口説かれた女性が男性にまとわりつくという話は、ときどきあります。男の側にしてみれば一度セックスしたかっただけに過ぎないのに、いつまでも離れてくれない女性はやっかいです。現代によくあるストーカー的な女性は、実は江戸時代にもいたようです。いつの時代にも、性的な結びつきができてしまうと、男と女の関係は複雑になるようです。最後は悲しい物語になることが多いものですけれども。

一度だけの関係を求めて尼さんを口説いた男の話

大名や旗本の屋敷には塀の内側に家来の家が軒を連ねる構造になっていました。家臣たちの外壁はそのまま屋敷の塀となっており、窓を覗けば外を歩いている人の姿を見ることができます。ある日、筧伝五郎という旗本の屋敷に住む家来の一人は、通りを歩く尼さんに一目ぼれをしてしまいました。尼さんは武家の屋敷の窓に人の姿が見えると、物乞いをします。そんな姿を見ているうちに、家来はその尼さんを抱きたくなってしまったのです。

しかし、尼さんは男を絶った身。夫をなくして出家し「二夫にまみえず」と誓っています。他の男性に抱かれるなどということは普通はありません。簡単に落とせる相手ではないと分かっていますので、策を練りました。「茶飯をごちそうするので、先祖の命日の供養をしてくれ」と窓から声をかけたのです。こうして「回向」を口実に、尼を招きいれ口説いたのでした。

抱かれた尼が女に戻り、ストーカーに!?

屋敷に入れた後、家来はひたすら口説きます。一度でいいからその体を抱かせてほしいとストレートに頼みました。すると、尼さんの方も、久しぶりに殿方に言い寄られてその気になりました。体を開き、熱い抱擁をして帰ったのです。それで終われば良かったのですが、それ以降、尼さんは毎日のように屋敷を訪れます。勝手に座敷に上がりこんで一向に帰りません。抱かれたくて仕方がなくなってしまったのです。
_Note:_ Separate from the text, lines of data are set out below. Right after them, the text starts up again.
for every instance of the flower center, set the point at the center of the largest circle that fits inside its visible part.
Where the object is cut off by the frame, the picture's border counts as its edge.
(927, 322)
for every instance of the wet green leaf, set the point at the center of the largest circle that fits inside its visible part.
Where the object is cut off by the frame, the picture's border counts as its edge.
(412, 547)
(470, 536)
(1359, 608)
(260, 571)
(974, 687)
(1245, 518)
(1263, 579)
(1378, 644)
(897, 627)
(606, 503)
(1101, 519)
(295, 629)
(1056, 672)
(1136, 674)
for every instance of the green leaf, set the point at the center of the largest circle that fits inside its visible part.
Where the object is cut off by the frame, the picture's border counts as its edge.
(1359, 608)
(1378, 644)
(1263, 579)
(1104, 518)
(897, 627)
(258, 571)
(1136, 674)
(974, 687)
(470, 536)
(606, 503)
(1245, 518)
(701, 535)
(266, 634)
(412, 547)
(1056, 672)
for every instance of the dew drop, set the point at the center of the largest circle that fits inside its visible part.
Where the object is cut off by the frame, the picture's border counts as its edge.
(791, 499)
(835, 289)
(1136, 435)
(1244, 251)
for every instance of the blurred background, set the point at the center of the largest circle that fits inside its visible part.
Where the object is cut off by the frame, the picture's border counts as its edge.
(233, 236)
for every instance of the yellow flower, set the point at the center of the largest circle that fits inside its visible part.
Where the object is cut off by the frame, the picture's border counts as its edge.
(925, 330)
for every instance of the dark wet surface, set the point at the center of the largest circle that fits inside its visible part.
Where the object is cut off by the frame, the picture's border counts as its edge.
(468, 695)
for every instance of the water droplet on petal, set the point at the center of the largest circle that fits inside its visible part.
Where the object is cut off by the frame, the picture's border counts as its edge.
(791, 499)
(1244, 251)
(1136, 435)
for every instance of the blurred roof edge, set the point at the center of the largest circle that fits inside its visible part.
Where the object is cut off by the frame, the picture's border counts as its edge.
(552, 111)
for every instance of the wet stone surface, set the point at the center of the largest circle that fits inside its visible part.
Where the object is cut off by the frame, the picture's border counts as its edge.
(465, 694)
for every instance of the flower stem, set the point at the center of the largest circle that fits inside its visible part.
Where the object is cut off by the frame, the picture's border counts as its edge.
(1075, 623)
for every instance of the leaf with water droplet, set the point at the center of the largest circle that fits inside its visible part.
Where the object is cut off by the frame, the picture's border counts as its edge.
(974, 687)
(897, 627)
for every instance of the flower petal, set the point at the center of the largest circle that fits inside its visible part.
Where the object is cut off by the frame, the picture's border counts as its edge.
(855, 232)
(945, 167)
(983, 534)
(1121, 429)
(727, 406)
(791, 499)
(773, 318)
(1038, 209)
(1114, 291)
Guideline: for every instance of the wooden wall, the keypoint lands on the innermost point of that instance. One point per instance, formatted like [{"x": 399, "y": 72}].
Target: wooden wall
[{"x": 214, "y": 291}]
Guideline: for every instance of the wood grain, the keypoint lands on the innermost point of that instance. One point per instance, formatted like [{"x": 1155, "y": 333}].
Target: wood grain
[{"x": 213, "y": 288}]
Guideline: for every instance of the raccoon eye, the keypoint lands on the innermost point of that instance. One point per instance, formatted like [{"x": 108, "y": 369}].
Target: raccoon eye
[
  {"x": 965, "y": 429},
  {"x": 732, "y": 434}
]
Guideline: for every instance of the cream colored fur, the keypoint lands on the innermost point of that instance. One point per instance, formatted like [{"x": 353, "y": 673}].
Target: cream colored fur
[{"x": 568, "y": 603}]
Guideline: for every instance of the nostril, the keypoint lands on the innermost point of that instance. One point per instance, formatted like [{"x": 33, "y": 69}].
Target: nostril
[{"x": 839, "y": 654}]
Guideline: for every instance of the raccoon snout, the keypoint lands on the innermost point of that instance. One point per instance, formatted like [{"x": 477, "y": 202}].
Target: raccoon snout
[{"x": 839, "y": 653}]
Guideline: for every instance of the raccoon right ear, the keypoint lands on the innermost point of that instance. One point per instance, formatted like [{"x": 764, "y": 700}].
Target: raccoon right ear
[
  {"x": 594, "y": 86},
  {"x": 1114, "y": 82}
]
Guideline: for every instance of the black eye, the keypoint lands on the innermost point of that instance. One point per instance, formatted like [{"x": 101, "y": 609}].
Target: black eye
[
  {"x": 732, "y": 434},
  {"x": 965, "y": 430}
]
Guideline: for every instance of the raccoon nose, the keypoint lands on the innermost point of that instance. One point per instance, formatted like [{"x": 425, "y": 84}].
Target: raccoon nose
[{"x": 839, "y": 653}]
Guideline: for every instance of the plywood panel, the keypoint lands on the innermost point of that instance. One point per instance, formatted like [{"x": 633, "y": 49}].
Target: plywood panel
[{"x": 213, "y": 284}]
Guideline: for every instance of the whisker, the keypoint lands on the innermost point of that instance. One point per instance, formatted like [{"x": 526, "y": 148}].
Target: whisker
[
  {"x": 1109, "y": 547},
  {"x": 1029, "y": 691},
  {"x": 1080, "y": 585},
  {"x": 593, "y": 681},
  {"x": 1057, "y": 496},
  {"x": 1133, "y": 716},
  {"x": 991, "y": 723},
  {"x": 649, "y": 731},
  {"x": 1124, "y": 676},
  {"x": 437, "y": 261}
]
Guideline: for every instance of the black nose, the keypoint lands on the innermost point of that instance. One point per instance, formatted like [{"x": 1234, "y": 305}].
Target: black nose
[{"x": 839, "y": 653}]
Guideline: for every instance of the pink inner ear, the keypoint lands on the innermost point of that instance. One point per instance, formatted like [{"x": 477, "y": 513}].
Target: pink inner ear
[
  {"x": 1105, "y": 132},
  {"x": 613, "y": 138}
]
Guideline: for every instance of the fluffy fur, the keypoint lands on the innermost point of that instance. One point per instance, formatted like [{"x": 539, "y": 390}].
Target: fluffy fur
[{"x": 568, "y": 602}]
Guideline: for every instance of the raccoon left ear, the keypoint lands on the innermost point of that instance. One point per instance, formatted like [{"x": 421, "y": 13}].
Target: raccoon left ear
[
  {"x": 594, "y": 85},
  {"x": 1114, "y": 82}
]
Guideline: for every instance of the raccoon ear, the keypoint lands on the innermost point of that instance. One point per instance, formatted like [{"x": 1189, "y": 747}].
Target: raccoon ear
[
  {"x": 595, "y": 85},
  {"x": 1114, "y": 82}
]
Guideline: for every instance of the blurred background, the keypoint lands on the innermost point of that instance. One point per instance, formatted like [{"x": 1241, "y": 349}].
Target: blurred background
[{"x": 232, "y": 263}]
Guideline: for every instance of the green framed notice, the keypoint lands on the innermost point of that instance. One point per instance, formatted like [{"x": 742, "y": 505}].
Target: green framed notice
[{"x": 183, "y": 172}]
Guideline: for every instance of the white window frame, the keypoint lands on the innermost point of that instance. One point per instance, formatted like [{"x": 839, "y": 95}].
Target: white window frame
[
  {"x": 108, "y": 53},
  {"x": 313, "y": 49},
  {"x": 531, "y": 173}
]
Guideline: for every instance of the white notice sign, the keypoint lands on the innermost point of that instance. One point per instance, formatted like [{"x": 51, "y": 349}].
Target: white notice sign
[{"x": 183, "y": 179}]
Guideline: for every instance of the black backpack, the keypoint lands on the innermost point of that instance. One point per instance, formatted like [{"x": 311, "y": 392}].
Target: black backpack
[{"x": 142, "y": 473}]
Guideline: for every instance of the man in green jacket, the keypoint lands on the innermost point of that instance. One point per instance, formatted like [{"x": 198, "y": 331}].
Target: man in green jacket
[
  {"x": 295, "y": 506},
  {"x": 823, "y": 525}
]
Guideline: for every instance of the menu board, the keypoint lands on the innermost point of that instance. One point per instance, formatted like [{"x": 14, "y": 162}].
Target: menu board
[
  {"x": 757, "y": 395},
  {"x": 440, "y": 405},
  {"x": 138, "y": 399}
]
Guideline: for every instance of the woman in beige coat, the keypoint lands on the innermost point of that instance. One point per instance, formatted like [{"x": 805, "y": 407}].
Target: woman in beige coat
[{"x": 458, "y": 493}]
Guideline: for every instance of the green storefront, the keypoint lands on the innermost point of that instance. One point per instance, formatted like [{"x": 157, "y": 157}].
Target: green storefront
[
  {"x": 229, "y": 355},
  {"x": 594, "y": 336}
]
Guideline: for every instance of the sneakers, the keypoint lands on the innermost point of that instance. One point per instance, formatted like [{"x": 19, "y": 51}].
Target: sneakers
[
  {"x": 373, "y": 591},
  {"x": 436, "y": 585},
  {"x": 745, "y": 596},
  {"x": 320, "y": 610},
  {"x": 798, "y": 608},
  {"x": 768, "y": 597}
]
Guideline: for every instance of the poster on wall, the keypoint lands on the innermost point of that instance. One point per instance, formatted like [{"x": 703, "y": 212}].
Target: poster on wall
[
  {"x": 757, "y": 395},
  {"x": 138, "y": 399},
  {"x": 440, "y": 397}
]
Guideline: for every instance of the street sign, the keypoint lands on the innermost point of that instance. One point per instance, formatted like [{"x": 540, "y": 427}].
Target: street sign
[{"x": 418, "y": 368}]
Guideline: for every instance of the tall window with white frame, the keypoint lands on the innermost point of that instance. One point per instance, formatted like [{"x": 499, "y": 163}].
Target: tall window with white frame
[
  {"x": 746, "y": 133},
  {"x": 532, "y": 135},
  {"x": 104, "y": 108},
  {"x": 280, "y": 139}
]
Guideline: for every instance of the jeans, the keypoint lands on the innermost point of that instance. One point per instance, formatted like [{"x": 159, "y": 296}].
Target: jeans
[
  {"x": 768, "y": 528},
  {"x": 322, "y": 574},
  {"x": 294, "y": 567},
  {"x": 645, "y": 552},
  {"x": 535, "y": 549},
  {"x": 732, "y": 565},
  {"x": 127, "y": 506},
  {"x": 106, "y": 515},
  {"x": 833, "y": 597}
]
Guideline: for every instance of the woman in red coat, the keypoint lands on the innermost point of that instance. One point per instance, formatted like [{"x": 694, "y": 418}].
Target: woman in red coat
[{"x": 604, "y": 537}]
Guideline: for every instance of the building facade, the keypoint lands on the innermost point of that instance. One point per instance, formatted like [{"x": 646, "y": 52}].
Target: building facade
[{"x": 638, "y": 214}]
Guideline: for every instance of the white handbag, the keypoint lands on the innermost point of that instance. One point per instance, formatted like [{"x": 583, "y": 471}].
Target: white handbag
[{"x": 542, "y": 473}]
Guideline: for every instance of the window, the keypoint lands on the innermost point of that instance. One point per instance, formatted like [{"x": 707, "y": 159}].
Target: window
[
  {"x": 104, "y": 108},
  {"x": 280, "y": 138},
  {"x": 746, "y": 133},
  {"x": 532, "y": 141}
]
結局、家来はその尼さんと縁を切るために、自分自身が出家してしまいます。尼さんを口説いてモノにし、居つかれてしまったという噂が広まれば、切腹しなければならなくなる可能性もあります。腹を切るくらいなら坊主になった方がマシと考えたのでしょう。ちょっとした遊びのつもりのセックスが、ストーキングされ職を失うという重大な結果を招いてしまったのです。現代とよく似たことが数百年前にもありました。

男女の間のいざこざは、今も昔も変わらないところがあります。ストーカーによる問題も、決して新しいものではありません。江戸の時代にも「危険な情事」があり、男は女に迫られ泣かされることがあったようです。人はなかなか歴史からは学べないということなのかもしれません。